Alors bien sûr, il y a des personnes intelligentes qui aident à faire bouger un peu le curseur dans les institutions, la charte graphique rose de l’équipe de France féminine a par exemple été remplacée par du bleu pâle il y a 2 ou 3 ans, l’opération « le football des princesses a été renommée, mais peut-être que l’action des Dégommeuses a un peu favorisé la prise de conscience et l’impulsion de certains changements. La prochaine étape que nous encourageons désormais, devrait être celle de la diversification des modèles qui sont donnés à voir par les clubs et instances en charge de la promotion du foot féminin, sans laquelle le foot ne pourra être véritablement dans la pratique ce sport égalitaire et inclusif qu’on nous vend régulièrement.

Les temps changent mais le sexisme reste. Et même s’il emprunte des formes un peu plus discrètes/euphémisées, il n’en produit pas moins des effets puissants et délétères pour la pratique sportive féminine, en particulier dans les sports traditionnellement dits masculins.

Il est certain que les comportements sexistes et les inégalités ne pourront cesser sans une prise de conscience des hommes, qui doit dépasser le cadre un peu trop passif du  » j’ai besoin que les femmes m’expliquent pourquoi et comment faire « … Néanmoins, je crois sincèrement que la clef du progrès, dans le sport comme dans d’autres domaines, sera d’abord la capacité des femmes à se mobiliser et à faire alliance pour dire « me too » et « stop » aux inégalités, aux discriminations et aux violences, et pour sinon prendre le pouvoir, arriver à le partager partout où se décide leur bien être et leur épanouissement présent et à venir.
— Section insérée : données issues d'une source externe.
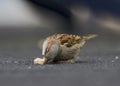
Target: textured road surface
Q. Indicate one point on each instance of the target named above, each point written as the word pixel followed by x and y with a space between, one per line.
pixel 97 65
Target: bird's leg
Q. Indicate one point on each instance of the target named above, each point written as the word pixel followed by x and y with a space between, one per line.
pixel 67 61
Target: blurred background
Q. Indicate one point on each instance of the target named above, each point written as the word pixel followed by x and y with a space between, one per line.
pixel 24 22
pixel 27 21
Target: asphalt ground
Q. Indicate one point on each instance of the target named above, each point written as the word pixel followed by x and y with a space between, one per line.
pixel 97 65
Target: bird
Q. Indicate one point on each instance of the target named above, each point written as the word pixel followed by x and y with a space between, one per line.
pixel 62 48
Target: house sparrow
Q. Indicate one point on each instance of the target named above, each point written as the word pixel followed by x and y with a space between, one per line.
pixel 62 48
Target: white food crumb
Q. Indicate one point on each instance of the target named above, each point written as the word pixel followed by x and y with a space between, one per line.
pixel 29 67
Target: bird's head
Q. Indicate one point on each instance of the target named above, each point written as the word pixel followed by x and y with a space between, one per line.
pixel 50 48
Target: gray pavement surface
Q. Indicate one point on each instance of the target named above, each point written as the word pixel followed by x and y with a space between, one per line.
pixel 97 65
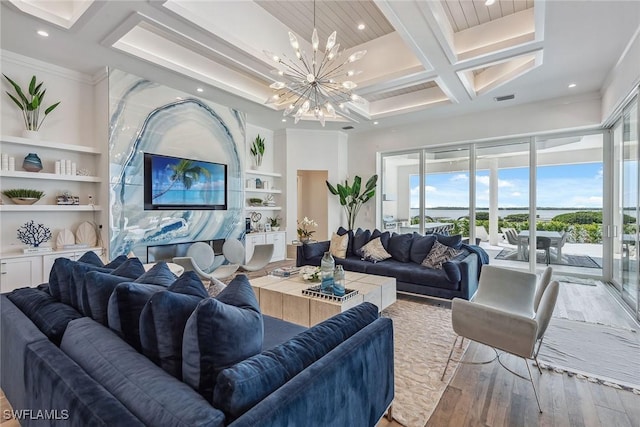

Je voudrais enfin vous laisser méditer sur ce message inscrit sur une pancarte brandie lors d’une récente  « Women’s March  » aux USA, qui disait : «  le féminisme, c’est l’idée radicale que les femmes sont des humains comme les autres « …

Le féminisme des Dégommeuses, c’est l’idée radicale que les sportives sont, ou devraient, être des sportifs comme les autres.